A Randomized Placebo-Controlled Efficacy and Safety Study of 1-Year Duration with High and Medium Dose Inhaled Mometasone Furoate/Formoterol Combination Formulation Compared With Formoterol and High Dose Inhaled Mometasone Furoate Monotherapy in Subjects with Moderate to Severe COPD.

Phase 1

• Conditions: Chronic Obstructive Pulmonary Disease (COPD); MedDRA version: 8.1Level: LLTClassification code 10009033Term: Chronic obstructive pulmonary disease

• Registration Number: EUCTR2006-002309-30-SK
• Lead Sponsor: Schering-Plough Research Institute, a division of Schering Corporation

Brief Summary

Not available

Detailed Description

Not available

Study Timeline

• Study Start: 2006-11-30
• Last Update Posted: 13 March 2017

Recruitment & Eligibility

• Status: ot Recruiting
• Sex: All
• Target Recruitment: 1500

Inclusion Criteria

• A diagnosis of moderate to severe COPD based on a pre-bronchodilator FEV1/FVC ratio of <=70%.
• At Screening, the subject's post-bronchodilator FEV1 must be <=60% predicted normal and >=25% predicted normal.
• A subject must have symptoms of COPD for at least 24 months.
• A subject must have a documented history of two or more COPD exacerbations requiring a course of oral corticosteroid and/or antibiotics within 2 - 12 months before screening.
• A subject must be an ex-smoker or current smoker with a smoking history of >=10 pack years.
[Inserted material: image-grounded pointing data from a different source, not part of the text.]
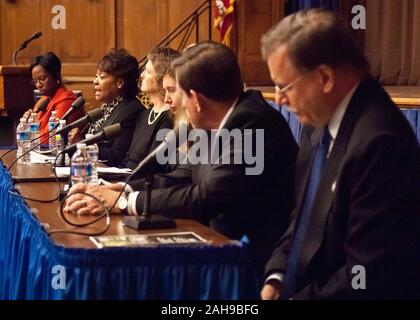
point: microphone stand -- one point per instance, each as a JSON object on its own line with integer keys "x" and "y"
{"x": 15, "y": 55}
{"x": 146, "y": 220}
{"x": 62, "y": 159}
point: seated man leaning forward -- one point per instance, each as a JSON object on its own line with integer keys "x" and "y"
{"x": 244, "y": 189}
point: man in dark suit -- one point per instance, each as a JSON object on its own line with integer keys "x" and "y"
{"x": 355, "y": 230}
{"x": 242, "y": 200}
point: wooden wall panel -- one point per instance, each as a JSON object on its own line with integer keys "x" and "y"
{"x": 142, "y": 24}
{"x": 95, "y": 26}
{"x": 90, "y": 29}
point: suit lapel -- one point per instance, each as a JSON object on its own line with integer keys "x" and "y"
{"x": 326, "y": 190}
{"x": 303, "y": 168}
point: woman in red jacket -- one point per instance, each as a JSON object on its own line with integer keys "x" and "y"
{"x": 46, "y": 77}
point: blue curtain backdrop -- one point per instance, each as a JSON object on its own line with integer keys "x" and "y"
{"x": 296, "y": 5}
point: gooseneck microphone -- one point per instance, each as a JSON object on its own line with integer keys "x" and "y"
{"x": 43, "y": 105}
{"x": 24, "y": 44}
{"x": 90, "y": 117}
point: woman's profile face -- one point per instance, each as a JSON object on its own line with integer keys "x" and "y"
{"x": 43, "y": 81}
{"x": 106, "y": 87}
{"x": 148, "y": 79}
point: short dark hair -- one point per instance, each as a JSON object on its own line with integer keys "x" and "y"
{"x": 314, "y": 37}
{"x": 122, "y": 65}
{"x": 209, "y": 68}
{"x": 50, "y": 62}
{"x": 161, "y": 58}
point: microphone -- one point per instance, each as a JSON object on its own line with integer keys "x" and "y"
{"x": 90, "y": 117}
{"x": 76, "y": 105}
{"x": 43, "y": 105}
{"x": 25, "y": 43}
{"x": 107, "y": 133}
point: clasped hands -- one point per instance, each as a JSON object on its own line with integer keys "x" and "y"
{"x": 80, "y": 204}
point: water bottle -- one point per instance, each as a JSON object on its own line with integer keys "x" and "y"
{"x": 51, "y": 125}
{"x": 59, "y": 143}
{"x": 93, "y": 151}
{"x": 23, "y": 137}
{"x": 19, "y": 130}
{"x": 34, "y": 128}
{"x": 81, "y": 165}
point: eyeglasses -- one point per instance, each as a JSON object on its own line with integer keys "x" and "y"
{"x": 287, "y": 87}
{"x": 41, "y": 80}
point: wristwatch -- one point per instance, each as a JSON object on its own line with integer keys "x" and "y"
{"x": 123, "y": 202}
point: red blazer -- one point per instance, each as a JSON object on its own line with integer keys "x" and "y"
{"x": 60, "y": 102}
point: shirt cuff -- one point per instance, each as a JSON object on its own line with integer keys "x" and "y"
{"x": 127, "y": 187}
{"x": 132, "y": 201}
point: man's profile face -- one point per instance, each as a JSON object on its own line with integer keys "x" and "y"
{"x": 173, "y": 98}
{"x": 188, "y": 101}
{"x": 304, "y": 97}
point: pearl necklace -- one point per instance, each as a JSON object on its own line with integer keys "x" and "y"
{"x": 155, "y": 117}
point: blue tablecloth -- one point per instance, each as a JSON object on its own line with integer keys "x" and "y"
{"x": 28, "y": 256}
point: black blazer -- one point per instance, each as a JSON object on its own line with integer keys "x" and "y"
{"x": 231, "y": 202}
{"x": 366, "y": 211}
{"x": 126, "y": 114}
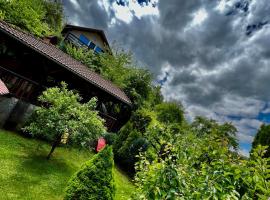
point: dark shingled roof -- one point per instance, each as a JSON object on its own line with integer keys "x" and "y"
{"x": 61, "y": 58}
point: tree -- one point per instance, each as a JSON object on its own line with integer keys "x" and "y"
{"x": 40, "y": 17}
{"x": 94, "y": 180}
{"x": 262, "y": 138}
{"x": 182, "y": 174}
{"x": 62, "y": 113}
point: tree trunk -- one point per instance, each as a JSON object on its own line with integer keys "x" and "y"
{"x": 54, "y": 145}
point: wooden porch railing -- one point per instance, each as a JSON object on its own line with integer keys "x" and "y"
{"x": 19, "y": 86}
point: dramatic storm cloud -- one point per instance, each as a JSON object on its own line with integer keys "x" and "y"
{"x": 213, "y": 56}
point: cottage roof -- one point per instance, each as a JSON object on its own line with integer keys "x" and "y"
{"x": 69, "y": 27}
{"x": 63, "y": 59}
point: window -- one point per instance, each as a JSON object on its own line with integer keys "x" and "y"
{"x": 92, "y": 45}
{"x": 84, "y": 39}
{"x": 98, "y": 50}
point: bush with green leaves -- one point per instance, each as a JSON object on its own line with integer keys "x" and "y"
{"x": 61, "y": 113}
{"x": 203, "y": 168}
{"x": 263, "y": 138}
{"x": 110, "y": 138}
{"x": 94, "y": 180}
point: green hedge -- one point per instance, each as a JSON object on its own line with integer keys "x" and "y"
{"x": 94, "y": 180}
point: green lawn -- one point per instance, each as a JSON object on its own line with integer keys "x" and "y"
{"x": 26, "y": 174}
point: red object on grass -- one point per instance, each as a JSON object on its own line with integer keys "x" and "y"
{"x": 3, "y": 88}
{"x": 101, "y": 144}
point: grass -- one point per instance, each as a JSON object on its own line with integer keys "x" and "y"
{"x": 26, "y": 174}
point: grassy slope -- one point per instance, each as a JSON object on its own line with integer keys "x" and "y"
{"x": 26, "y": 174}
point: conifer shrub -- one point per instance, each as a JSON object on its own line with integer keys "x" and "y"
{"x": 94, "y": 180}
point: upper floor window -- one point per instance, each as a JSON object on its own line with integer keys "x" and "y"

NOTE: Current smokers must provide verbal notification or written documentation that attests to their inability to stop smoking after participation (or declining to participate) in a smoking cessation program.
• A subject must have been on only SABA/short-acting anticholinergics for relief, for at least 2 weeks prior to randomization (Visit 2).
• A subject must withdraw from parenteral steroids, long-acting anticholinergics, oral steroids and antibiotics 4 weeks prior to Screening (Visit 1).
• If, based on the medical judgement of the investigator, there is no inherent harm in changing the subject's current COPD therapy, the subject must be willing to discontinue his/her prescribed short-acting anticholinergics, ICS or ICS/LABA combination at the Screening Visit, and be transferred to treatment with SABA/short-acting anticholinergics for relief for 2 weeks prior to the Baseline/Randomization Visit.
• The subject must have two valid scans, as confirmed by the local DXA centre for lumbar spine, left total femur (right femur will not be an acceptable substitute), and femoral neck prior to randomization. 'Valid scans' are defined in the protocol. This inclusion criterion is only applicable to certain centers that are selected to perform this procedure.
• Clinical laboratory tests (complete differential blood counts [CBC], blood chemistries, C-reactive protein, and urinalysis) conducted at the Screening Visit must be clinically acceptable to the investigator/sponsor. An electrocardiogram (ECG) performed at the Screening Visit must be clinically acceptable to the investigator. A chest X-ray performed at the Sceening Visit or within 12 months prior to the Screening Visit must be clinically acceptable to the investigator.
•A female subject of childbearing potential must be using a medically acceptable, adequate form of birth control, as defined in the protocol, and must have a negative serum pregnancy test at Screening in order to be considered eligible for enrollment.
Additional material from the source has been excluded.